Families June Blog

When it comes to designing a user interface and experience for an electronic device like a website or app, the best testing is how a family will interact with the design. From toddlers, cousins, aunts and uncles up to the grandparents, because all members are so very different.

You can’t pigeon hole a family into demographics, the education of the seven year old does not match the education level of the grandparent. Designing for specific target users is a walk in the park compared to designing for a family.

So who is the key test member to ensuring a successful design?

The adults because they will be the ones who struggle the most.

Although adults in families are the most educated and have years of wisdom and life experiences to draw on, you would be wrong in thinking the older generations to be the most comfortable users and educators in the family when it comes to using today’s technologies.

More often than not however it is the younger members of the family who are teaching the older generations and pushing them to get on board with social media.

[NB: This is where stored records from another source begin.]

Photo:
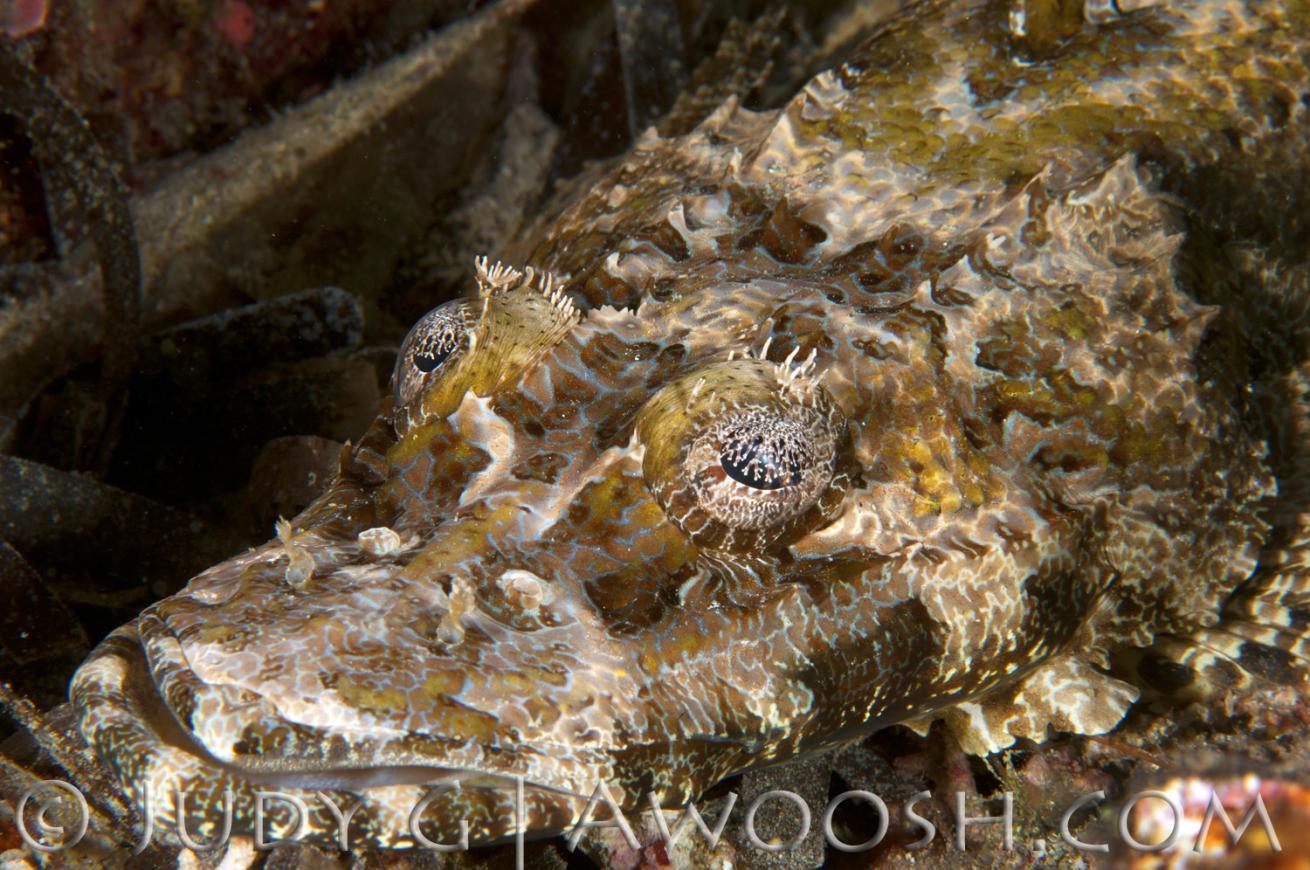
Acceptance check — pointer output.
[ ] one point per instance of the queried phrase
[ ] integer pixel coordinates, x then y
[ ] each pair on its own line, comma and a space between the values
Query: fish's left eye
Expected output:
439, 336
743, 453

Today, families can keep in touch with each other like never before no matter how far apart they may be. But this is only achieved when all members of a family can, or are willing to learn to use technologies like Facebook and Skype. I know my parents weren’t willing to use a computer because it seemed too hard and ‘techy’.

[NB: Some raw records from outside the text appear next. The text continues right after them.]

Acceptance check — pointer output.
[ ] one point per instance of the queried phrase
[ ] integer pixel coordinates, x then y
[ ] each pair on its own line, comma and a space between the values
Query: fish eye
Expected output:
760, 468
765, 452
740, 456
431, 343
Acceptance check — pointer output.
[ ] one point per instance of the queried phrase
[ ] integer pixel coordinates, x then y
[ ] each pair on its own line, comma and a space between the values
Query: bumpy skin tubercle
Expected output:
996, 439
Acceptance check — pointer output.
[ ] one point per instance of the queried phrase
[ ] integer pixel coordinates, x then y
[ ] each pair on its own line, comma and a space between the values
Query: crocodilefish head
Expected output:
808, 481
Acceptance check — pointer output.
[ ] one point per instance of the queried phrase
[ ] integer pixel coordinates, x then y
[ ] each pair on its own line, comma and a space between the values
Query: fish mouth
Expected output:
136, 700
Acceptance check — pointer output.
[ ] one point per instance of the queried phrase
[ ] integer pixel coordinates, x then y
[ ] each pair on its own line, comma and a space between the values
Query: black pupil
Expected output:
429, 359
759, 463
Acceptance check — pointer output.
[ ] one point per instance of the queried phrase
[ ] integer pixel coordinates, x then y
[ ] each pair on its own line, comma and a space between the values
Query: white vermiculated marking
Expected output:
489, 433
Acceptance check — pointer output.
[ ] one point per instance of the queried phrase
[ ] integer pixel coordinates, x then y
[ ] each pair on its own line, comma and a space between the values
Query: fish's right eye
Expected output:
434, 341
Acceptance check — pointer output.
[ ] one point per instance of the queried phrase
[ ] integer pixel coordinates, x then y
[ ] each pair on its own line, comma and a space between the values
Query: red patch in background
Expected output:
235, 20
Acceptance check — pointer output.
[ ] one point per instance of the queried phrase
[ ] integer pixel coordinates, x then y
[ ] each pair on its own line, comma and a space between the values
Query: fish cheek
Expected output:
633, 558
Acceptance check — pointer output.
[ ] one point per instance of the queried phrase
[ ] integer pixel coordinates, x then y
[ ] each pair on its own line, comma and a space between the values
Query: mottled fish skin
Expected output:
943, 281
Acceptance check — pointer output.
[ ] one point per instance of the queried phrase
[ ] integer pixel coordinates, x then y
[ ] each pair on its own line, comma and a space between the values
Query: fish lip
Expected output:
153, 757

But it was a different story with a tablet, as my parents watched on with amazement as the kids simply touched clear and logical buttons and ‘whizzed’ through a process on a tablet instead of having to type or use a mouse, they were willing to give it a go.

Admittedly Mum and Dad didn’t have the instinctive ability that every child seems to be wired with today when it comes to knowing how to operate and navigate through a user interface, but they discovered that they could figure it out very quickly and couldn’t ‘break it’.

Now the family is more in touch and connected than ever before, all thanks to design making using it easy.

The saying ‘it’s as easy as child’s play’ is redundant and should be changed to ‘it’s easy even for adults’.